Stable Diffusion Hello World
I decided to take it out for a spin on my laptop, a 2020 Intel MacBook Pro. This Setting up Stable Diffusion for MacOS article by Craig Morten really helped. In less than 30 minutes I was generating my first images.
AI as Personal Assistant
A few weeks ago, I was listening to an episode of Lex Friedman’s podcast featuring John Carmack. It’s a whopping 5 hour conversation, but I found it all kinds of interesting. Especially the part around Artificial General Intelligence (AGI) caught my ear. I’m really curious about the idea that, in the future, we will have a collection of AI’s as personal assistants.
Creative Personal Assistant
So why not start developing a AGI as a personal assistant today? a Creative Personal Assistant using Stable Diffusion.
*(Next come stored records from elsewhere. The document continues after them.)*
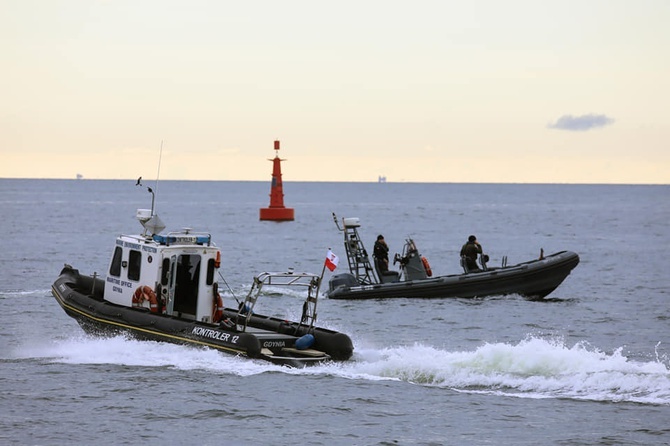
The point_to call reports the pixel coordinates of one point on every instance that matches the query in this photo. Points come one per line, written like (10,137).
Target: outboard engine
(344,279)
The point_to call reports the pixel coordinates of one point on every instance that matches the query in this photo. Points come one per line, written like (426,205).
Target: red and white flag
(331,260)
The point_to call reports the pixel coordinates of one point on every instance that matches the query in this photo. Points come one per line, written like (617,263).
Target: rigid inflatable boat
(533,279)
(165,288)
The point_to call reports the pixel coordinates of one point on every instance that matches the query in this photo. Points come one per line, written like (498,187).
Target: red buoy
(276,211)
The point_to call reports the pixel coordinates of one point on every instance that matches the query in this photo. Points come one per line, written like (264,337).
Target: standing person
(470,250)
(381,253)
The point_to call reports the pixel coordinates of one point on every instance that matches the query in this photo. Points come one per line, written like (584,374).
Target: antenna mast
(160,156)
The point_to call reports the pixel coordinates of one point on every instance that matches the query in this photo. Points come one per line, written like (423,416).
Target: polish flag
(331,260)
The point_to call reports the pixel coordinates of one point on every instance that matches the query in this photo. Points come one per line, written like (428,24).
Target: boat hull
(534,279)
(81,297)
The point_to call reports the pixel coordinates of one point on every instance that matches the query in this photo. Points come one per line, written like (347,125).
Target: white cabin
(179,268)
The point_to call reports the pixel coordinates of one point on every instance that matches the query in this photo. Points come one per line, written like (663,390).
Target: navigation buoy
(276,211)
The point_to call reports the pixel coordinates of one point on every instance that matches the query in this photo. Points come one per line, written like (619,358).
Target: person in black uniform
(470,250)
(381,253)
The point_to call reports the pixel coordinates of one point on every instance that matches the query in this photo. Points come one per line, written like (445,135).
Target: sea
(587,365)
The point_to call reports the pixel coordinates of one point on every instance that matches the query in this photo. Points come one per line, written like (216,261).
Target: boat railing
(299,280)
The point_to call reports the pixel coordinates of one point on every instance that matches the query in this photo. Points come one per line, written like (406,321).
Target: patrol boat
(165,288)
(534,279)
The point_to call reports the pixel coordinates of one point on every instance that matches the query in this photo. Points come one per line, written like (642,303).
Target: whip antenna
(160,156)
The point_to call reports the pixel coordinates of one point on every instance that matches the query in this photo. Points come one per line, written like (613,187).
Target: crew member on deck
(381,253)
(470,250)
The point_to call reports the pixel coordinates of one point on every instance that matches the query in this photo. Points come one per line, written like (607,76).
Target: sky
(515,91)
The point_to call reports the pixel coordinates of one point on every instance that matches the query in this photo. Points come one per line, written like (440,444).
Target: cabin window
(210,272)
(165,272)
(115,267)
(187,283)
(134,265)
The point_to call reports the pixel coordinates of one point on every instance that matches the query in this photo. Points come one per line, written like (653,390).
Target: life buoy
(218,308)
(145,293)
(426,266)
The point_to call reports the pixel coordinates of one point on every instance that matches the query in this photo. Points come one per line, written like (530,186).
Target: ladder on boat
(357,256)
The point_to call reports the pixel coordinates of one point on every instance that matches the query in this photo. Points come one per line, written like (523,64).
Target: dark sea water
(588,365)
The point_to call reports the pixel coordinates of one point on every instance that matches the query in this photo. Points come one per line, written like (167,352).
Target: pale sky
(512,91)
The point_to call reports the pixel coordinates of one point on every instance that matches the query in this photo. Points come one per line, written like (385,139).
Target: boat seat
(466,269)
(386,276)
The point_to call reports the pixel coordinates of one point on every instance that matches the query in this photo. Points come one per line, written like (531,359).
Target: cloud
(580,123)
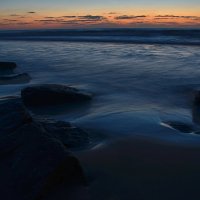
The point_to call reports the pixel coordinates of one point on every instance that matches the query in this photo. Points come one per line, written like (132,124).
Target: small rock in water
(71,137)
(7,65)
(53,94)
(15,79)
(180,126)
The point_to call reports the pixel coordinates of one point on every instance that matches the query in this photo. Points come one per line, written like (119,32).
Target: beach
(143,117)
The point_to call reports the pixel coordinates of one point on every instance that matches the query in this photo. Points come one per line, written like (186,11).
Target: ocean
(143,80)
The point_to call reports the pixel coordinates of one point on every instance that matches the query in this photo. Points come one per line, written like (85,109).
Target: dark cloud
(69,16)
(124,17)
(112,13)
(15,15)
(49,17)
(23,23)
(92,17)
(177,17)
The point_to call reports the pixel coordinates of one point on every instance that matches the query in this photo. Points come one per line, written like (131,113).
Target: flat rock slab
(53,94)
(15,79)
(33,158)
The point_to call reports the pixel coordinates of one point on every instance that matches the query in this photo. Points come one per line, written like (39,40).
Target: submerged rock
(52,94)
(180,126)
(15,79)
(7,65)
(33,158)
(71,136)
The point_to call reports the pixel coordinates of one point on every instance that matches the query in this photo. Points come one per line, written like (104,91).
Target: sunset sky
(25,14)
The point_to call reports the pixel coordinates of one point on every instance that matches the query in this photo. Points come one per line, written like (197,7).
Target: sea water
(140,80)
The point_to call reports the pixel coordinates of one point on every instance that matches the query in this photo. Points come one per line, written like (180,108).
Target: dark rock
(180,126)
(13,115)
(52,94)
(7,65)
(71,136)
(33,160)
(15,79)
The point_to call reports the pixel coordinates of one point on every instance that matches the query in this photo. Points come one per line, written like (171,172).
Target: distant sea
(142,81)
(138,36)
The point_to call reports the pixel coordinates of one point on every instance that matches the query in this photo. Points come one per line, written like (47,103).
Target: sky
(36,14)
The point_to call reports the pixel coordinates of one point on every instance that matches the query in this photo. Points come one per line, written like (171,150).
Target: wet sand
(131,168)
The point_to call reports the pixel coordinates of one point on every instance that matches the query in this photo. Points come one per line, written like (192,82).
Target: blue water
(136,85)
(137,36)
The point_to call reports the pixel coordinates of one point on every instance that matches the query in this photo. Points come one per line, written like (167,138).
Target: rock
(71,137)
(180,126)
(7,65)
(52,94)
(13,115)
(33,160)
(15,79)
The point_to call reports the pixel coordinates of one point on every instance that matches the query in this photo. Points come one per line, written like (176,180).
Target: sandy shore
(131,168)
Basically the idea is to build a service you can email with a prompt, and receive a reply with the output from stable diffusion. It would look something like this:
- Send an email to personalassistant@domain.com with a prompt
- Wait a few minutes
- Receive a reply
I created an e-mail address for the purpose and registered the IMAP/SMTP connection and authentication info. Then I built a Node.js server that monitors the inbox of e-mail address. When it registers a new e-mail, it extracts the first line from the message body and defines that as the prompt. A text-to-image stable diffusion python-script is then spawned from my server, and when it detects a new output image, the image is e-mailed back to the sender.
- Server receives e-mail. Registers sender and message as prompt
- Server spawns the Stable Diffusion txt2img script
- Server registers image file output from txt2img
- Server sends e-mail back to sender containing image file
10 hours after thinking of the idea, I have a working proof-of-concept prototype. Incredible what’s possible with technology nowadays.